Claude Code now has asynchronous subagents, meaning the main agent can spawn subagents (this is not new) that keep running in the background (this is new). I don’t know if Anthropic has imposed a limited on this feature (they probably don’t have to, since I’ll burn through my usage much faster…), but for me it definitely has replaced some API use cases. I managed to have it spawn over 100 subagents to process a bunch of documents. Not sure if that is what they intended it for, but it’s nice!

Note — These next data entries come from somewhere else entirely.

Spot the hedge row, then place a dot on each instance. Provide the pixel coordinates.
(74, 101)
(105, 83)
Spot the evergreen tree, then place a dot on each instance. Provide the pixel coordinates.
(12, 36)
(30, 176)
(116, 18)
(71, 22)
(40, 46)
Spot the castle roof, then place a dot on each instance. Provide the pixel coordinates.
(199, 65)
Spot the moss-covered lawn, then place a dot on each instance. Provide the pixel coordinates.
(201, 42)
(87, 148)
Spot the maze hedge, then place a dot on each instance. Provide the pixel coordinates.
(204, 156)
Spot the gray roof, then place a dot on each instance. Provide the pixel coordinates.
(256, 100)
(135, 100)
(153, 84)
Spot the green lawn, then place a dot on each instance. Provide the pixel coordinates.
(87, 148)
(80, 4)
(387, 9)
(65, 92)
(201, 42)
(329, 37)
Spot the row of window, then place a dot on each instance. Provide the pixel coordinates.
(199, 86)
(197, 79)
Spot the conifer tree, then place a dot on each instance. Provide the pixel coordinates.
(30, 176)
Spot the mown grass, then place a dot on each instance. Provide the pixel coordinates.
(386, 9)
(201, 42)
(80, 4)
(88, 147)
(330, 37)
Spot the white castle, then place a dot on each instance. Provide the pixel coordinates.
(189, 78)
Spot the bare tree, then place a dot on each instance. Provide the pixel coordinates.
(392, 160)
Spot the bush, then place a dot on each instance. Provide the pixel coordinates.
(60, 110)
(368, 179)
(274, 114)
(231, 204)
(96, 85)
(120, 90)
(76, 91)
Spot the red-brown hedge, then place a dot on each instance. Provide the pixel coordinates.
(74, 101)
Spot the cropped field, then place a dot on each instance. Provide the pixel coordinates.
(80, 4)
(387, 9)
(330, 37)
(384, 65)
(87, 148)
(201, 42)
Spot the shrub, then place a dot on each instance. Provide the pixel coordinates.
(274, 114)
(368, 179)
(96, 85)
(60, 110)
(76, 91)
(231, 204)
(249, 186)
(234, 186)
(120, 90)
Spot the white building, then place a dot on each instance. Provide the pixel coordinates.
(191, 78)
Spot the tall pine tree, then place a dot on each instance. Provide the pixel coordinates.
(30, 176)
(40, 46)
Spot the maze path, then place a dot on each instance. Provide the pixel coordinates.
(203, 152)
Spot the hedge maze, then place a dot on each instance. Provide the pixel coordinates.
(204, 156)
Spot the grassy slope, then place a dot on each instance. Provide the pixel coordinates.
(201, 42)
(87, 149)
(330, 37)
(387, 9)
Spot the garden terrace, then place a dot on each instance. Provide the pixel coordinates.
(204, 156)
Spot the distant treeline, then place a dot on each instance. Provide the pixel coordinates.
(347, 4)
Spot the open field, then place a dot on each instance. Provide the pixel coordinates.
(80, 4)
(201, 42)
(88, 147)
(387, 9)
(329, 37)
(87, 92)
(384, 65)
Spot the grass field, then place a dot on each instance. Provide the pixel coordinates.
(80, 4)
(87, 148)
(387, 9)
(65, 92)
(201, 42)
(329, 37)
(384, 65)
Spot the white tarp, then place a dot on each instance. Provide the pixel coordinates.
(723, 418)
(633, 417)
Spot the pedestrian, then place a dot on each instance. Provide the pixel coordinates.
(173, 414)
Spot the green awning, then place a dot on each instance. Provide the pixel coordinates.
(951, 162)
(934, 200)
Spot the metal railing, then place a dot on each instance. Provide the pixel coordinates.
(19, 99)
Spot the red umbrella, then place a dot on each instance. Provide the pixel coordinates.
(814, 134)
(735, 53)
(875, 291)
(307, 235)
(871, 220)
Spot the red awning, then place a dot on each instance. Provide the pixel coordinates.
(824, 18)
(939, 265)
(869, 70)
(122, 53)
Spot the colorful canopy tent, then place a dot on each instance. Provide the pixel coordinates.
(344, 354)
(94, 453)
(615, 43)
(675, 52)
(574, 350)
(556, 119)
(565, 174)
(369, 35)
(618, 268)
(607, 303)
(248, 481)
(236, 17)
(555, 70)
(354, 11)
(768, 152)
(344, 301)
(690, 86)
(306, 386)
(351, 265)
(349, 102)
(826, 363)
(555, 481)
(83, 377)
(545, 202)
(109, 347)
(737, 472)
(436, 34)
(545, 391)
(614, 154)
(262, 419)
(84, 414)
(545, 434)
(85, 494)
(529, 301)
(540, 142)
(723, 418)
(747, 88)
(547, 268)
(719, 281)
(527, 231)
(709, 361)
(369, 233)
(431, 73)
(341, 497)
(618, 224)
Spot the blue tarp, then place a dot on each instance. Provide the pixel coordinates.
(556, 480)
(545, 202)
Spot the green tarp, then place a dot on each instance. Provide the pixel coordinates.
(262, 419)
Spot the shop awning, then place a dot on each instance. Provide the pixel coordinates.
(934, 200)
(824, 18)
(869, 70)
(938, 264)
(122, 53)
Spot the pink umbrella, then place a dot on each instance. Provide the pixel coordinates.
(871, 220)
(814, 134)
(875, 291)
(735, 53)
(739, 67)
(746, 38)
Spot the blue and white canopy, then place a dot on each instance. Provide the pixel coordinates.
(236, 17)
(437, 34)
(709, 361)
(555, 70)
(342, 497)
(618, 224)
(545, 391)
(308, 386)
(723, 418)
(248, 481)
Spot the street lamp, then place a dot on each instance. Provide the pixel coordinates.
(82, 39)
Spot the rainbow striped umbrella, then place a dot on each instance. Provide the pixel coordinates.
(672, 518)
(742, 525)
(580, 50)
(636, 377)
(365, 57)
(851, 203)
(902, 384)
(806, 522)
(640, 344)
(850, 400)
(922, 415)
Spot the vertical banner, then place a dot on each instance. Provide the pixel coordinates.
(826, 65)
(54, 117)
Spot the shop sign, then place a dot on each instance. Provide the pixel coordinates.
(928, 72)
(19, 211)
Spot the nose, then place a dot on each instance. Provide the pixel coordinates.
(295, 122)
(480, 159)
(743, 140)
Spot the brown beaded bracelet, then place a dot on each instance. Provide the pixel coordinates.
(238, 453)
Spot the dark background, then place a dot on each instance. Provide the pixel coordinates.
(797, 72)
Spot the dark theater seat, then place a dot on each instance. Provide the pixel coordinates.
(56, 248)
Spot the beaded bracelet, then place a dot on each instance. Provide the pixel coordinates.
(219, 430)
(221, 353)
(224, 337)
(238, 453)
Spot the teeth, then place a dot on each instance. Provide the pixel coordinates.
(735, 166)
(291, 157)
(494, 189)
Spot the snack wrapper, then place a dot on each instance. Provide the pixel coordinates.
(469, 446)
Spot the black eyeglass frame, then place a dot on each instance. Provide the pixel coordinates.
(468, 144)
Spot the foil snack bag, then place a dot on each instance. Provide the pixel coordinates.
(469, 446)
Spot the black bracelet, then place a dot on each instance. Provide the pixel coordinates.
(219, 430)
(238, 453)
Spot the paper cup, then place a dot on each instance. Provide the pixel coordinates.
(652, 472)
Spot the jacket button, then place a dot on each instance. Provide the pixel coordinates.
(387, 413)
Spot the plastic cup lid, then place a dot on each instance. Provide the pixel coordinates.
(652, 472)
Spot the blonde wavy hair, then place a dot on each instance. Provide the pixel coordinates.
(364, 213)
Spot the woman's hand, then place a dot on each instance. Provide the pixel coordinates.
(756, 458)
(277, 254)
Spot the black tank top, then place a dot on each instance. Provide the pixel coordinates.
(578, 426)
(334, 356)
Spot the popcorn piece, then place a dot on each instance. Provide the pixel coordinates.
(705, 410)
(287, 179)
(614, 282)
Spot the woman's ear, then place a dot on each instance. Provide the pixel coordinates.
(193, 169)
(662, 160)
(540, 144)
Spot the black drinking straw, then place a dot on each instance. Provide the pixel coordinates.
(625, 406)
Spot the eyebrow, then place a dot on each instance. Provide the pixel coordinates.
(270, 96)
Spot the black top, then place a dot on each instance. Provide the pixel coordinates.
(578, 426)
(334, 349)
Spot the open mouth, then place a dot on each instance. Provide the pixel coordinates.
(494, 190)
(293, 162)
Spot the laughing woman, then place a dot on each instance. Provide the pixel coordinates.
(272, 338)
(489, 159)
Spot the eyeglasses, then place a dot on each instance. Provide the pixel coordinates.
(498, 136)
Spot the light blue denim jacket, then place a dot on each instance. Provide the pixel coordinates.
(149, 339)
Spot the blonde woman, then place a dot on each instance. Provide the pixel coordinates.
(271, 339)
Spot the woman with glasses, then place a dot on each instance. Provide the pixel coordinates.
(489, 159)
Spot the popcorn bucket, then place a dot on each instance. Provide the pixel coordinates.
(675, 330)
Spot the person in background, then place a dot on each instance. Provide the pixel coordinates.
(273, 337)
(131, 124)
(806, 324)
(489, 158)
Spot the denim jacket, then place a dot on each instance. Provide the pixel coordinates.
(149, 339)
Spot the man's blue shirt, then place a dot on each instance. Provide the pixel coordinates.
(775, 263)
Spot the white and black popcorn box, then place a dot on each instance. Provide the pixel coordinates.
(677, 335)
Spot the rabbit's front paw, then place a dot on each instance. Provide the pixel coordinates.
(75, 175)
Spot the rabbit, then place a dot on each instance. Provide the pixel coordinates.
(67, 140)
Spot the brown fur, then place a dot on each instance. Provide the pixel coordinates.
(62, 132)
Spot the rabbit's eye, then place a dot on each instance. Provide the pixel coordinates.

So Antigravity by Google will let the agent “auto-decide” what commands to execute and which commands require approval. It also does not use a sandbox. It didn’t take very long for the first Reddit post about a whole drive being deleted by the agent arriving. Meanwhile Claude Code is going the complete other direction: rigorous permission systems and a sandbox on top. Anthropic explains this in more detail in their blog, but basically they argue that you need filesystem and network sandboxing, because bypassing one would also mean bypassing the other (it’s trivial for linux because everything is a file, but holds more generally).

Just running an npm run build will trigger a sandbox request if a telemetry request is being made. git commit needs to use the non-sandbox fallback, because it uses my key for signing the commit, which is not available from within the sandbox. They always offer a sensible “always allow” because they are acutely aware of Approval Fatigue. It’s a good approach and makes me feel a lot safer.